Recuso uma ciência que mata em mim a esperança. Porque não é humilde no reconhecimento das suas fronteiras. E não nos adverte dos nossos limites… e, por via deles, dos seus e nossos erros.

Recuso uma ciência que devora os seus discípulos, levando-os ao fanatismo das verdades reveladas, tornando-os mais vegetais do que as plantas, sob o “diktat” de um certo fatalismo biológico.

Perdoe-se-me o que pode parecer desrespeito para com a memória de um homem – o centenário cientista australiano – que parece ter-se conformado com a sua condição de mero produto biológico e que, tão imbuído do cepticismo científico, se esqueceu de que também era deus e que podia gritar para o céu.

Repito provocadoramente a asserção acima: que também era deus e que podia gritar para o céu.

Esse é o verdadeiro repto. O do ser criado à imagem e semelhança de Quem o criou e de por causa desse selo original que nos marca ainda mesmo antes de nascermos nos abre a porta para um reino que não é deste mundo. Fuga ou libertação?
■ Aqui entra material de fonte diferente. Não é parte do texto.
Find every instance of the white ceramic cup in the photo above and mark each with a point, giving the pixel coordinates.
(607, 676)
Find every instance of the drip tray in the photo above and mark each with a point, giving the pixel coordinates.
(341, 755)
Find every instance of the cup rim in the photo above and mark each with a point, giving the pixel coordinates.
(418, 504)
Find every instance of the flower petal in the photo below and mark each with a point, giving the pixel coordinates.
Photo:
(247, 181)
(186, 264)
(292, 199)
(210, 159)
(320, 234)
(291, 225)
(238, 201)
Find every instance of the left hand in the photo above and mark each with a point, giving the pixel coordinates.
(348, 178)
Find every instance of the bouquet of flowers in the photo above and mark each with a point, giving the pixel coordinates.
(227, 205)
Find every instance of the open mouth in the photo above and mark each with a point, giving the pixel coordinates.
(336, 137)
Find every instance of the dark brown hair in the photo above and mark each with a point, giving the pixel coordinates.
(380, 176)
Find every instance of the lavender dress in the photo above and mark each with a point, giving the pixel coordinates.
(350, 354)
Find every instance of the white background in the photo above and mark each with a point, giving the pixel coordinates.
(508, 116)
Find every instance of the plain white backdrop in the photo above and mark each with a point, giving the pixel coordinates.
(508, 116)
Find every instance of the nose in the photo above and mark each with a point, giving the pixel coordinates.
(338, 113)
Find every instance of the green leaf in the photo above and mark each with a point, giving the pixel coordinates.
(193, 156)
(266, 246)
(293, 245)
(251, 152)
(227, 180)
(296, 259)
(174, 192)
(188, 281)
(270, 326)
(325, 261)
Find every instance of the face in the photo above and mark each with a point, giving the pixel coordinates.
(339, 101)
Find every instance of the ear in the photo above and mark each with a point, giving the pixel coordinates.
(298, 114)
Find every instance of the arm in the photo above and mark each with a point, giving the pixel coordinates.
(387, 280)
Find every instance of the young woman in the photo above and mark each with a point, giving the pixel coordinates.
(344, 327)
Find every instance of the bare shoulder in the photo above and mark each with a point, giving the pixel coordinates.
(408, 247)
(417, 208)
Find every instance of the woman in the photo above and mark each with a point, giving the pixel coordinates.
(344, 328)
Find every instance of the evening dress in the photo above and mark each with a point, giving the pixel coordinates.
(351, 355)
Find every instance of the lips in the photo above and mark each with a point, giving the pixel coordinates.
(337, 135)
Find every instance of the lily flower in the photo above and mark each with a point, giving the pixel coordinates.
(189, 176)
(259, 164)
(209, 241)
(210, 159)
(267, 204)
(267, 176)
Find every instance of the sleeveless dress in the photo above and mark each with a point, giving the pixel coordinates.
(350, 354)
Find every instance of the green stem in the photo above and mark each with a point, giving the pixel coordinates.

Quem, de entre os cépticos, pode responder com absoluta certeza?

Pois à questão do “provem a vossa Fé”, pode sempre responder-se com questão gémea, “provem a vossa descrença”… E o jogo fica tecnicamente empatado, e só se sai do impasse pelos sinais visíveis de quem crê, provando pela sua vida que Crer vale a pena.

Sim, a notícia desta morte anunciada deixou-me triste. Triste naturalmente pelo próprio desaparecimento físico dum ser humano, e triste pela sua deliberada escolha.

Tive um amigo, já falecido, que filosofando comigo pelas ruas desta nossa cidade, sobre a própria ideia da morte, dizia serenamente que esta é afinal só um sono de que não se desperta.

Não concordei, delicadamente e disse, no tom quase fraterno da nossa deambulação, que o problema não era a morte, mas toda a vida que se viveu até chegar ao momento decisivo.

A morte só seria um sono sem regresso, argumentei, se não houvesse em nós, persistente, obcecante, essa voz íntima clamando pelo sentido de tudo.